|
No, but I am wondering between your first method and PIEBALDconsult's use of IndexOf above. Your second method actually has a more dynamic use for me which I may or may not need. Either way, it helped me learn what I've forgotten.
Thanks!
|
|
|
|
|
IndexOf is fine for short strings; it is also fine for long strings if you know the character is present. It is a waste if you need several of them and most of those return nothing.
BTW: there also is a LastIndexOf which actually scans from right to left. So looking for 2...4 could be achieved like this:
int i2=s.IndexOf('2');
if (i2>=0 && i2<s.LastIndexOf('4')) return true;
|
|
|
|
|
Thanks, I saw that. Actually, the string I'm searching for will only appear roughly one third of the time. Why would it be a problem if the character is not present? It should basically scan the entire string just like your method does. However, I'm inclined to believe that Microsoft must have optimized the IndexOf and LastIndexOf to work just as well as your first search method. It's your second method that I'm still deciding on.
|
|
|
|
|
an IndexOf-based approach, when using several calls to such methods, has the disadvantage of scanning the string several times; a state-machine based approach typically scans just once.
I'm not sure what you mean by my first and second approach; the one with cSearch is a bit neater than the nested while loops, as it takes less code and scales better when more than a few items need to be present in a specific order. As I said, the speed difference would be minimal, the only overhead it adds is advancing one position in "search" each time the state-machine's state changes (as opposed to entering another nested while loop). When in doubt, just give it a try.
|
|
|
|
|
Luc Pattyn wrote: an IndexOf-based approach, when using several calls to such methods, has the disadvantage of scanning the string several times;
PIEBALDconsult's example shows the IndexOf(Char, Int32) or LastIndexOf(Char, Int32) searching from the last known position. That's identical to what you're doing, but I would think Microsoft has it optimized.

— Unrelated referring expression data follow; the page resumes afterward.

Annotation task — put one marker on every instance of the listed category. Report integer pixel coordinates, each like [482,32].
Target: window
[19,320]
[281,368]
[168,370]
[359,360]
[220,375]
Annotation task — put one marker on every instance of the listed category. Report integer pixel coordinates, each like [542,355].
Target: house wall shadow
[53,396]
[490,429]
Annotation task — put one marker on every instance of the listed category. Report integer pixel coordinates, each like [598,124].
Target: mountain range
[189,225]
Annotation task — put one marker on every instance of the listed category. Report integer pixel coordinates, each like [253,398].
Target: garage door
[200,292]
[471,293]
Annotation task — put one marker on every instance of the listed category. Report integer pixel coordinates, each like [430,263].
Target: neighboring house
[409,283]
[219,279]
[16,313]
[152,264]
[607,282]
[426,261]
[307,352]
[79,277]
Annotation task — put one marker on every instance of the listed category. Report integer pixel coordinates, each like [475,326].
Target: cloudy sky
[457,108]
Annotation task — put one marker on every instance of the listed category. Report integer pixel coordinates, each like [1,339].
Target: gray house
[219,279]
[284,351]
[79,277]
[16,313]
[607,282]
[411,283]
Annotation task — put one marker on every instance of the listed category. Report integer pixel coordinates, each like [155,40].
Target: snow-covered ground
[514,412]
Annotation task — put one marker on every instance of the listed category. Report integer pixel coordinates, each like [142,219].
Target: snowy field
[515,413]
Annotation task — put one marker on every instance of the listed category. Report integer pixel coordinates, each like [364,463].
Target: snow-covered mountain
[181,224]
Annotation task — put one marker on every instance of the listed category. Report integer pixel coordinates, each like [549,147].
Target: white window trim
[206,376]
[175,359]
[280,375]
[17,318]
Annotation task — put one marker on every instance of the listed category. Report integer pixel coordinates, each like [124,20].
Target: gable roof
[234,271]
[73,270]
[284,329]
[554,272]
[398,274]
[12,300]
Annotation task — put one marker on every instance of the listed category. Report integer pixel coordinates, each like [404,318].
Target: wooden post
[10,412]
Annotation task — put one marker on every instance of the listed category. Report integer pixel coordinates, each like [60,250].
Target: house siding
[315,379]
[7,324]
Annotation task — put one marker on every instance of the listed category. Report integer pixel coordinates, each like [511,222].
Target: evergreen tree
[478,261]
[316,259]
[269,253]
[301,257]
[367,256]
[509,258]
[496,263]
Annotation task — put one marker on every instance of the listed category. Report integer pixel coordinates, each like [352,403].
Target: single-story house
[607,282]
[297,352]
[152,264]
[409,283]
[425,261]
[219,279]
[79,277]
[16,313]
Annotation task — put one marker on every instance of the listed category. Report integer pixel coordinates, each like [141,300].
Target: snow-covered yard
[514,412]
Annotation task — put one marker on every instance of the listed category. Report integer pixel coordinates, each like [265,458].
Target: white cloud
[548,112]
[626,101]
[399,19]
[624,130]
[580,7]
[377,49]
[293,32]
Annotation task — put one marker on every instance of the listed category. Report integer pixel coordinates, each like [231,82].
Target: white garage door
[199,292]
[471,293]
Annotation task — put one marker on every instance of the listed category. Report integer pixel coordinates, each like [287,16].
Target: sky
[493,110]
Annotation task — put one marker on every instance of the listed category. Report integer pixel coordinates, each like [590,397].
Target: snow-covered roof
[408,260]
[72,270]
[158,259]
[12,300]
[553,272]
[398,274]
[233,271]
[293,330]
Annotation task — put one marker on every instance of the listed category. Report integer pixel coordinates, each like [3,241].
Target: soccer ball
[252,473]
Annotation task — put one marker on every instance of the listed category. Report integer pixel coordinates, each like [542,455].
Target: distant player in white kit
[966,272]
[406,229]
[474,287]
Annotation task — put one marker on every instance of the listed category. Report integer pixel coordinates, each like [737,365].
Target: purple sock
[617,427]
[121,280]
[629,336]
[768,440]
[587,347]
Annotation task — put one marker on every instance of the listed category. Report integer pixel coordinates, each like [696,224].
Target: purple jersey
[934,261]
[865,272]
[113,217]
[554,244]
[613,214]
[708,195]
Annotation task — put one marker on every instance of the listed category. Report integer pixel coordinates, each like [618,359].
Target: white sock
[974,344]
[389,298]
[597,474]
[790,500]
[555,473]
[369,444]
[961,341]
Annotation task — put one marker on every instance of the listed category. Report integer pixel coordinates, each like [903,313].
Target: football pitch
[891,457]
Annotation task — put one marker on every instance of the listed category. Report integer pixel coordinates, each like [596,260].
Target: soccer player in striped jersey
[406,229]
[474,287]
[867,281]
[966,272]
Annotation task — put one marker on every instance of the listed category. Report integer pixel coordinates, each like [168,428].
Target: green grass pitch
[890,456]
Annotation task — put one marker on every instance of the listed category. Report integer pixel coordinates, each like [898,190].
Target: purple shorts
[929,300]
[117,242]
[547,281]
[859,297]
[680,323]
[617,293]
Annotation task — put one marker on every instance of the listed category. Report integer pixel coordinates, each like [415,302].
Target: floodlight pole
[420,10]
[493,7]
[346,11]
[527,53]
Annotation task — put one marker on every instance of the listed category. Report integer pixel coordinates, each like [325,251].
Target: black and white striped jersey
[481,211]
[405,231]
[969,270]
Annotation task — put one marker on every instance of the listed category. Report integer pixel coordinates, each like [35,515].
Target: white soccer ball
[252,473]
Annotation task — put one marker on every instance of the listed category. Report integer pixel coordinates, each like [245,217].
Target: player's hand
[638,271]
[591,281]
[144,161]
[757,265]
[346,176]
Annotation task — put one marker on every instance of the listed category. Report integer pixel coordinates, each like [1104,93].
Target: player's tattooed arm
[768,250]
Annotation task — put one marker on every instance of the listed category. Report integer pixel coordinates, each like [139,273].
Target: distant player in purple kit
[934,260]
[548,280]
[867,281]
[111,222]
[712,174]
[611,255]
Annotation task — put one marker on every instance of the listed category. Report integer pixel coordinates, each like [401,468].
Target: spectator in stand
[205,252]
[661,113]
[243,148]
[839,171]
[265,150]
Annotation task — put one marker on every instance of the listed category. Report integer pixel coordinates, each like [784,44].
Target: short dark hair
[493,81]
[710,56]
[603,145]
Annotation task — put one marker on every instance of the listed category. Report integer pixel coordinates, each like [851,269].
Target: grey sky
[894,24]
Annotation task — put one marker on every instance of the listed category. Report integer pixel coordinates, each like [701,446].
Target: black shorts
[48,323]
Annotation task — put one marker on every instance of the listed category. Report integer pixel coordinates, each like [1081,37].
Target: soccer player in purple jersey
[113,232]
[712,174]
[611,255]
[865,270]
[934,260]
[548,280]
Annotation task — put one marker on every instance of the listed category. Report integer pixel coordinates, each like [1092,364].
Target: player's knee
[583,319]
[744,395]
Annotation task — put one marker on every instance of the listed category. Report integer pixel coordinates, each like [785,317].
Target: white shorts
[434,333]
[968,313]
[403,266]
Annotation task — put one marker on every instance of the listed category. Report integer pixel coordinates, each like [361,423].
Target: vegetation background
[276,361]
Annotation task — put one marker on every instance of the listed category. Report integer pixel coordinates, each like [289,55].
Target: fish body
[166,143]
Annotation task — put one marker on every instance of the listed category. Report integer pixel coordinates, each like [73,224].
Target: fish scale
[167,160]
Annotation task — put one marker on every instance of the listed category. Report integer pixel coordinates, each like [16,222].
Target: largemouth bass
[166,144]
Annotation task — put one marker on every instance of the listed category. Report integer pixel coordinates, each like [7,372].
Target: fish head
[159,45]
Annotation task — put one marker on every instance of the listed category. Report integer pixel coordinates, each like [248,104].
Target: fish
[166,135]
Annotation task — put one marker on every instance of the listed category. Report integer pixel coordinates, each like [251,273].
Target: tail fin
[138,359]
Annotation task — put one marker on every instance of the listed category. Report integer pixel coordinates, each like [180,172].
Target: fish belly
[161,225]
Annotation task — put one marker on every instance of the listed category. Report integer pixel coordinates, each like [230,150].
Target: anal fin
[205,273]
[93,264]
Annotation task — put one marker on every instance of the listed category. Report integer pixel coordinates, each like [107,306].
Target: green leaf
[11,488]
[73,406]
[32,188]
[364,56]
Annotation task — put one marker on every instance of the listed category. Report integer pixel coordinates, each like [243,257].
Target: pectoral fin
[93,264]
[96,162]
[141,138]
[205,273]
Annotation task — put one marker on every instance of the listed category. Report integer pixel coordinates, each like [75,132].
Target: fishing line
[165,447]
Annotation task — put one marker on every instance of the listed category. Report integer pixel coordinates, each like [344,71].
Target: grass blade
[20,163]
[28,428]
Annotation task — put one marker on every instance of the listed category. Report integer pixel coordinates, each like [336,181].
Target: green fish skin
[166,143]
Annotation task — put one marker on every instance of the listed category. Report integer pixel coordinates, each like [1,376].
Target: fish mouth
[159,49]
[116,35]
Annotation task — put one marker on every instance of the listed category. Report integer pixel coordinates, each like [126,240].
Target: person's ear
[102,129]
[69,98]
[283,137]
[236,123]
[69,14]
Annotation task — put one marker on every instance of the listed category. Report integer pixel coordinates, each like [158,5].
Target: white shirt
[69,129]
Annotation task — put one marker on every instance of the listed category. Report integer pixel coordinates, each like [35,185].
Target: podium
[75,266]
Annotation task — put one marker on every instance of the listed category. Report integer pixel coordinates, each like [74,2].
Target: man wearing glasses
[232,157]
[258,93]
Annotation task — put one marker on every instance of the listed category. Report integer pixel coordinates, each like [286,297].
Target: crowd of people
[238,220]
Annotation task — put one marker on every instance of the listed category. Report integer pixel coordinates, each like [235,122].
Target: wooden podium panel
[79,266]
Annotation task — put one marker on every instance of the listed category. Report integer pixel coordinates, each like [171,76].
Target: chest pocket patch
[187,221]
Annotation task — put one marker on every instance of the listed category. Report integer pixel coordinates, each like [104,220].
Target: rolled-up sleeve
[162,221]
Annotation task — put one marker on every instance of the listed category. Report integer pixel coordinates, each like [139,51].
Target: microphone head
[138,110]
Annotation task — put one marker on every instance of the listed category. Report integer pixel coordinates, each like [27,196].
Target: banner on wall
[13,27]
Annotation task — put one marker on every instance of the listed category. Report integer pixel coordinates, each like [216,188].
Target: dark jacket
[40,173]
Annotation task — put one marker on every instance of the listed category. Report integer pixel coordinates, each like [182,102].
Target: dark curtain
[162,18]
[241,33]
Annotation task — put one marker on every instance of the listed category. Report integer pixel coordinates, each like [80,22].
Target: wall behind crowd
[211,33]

Luc Pattyn wrote: I'm not sure what you mean by my first and second approach;
Your cSearch (while) was the first one. That one is somewhat self-explanatory, but the second one allows me to create more dynamic searches in case the values that I'm searching for change. It also means I am not fixed at N amount of while loops.
Luc Pattyn wrote: When in doubt, just give it a try.
Yeah, I intend to. I just don't have Visual Studio here and no admin rights to install the Express version. We need a Portable Visual Studio Microsoft.
|
|
|
|
|
Bassam Abdul-Baki wrote: but I would think Microsoft has it optimized
I went to look, but found out that it's implemented as a call to "somewhere" (0xFFFFFFFFFF47A100, any clues?)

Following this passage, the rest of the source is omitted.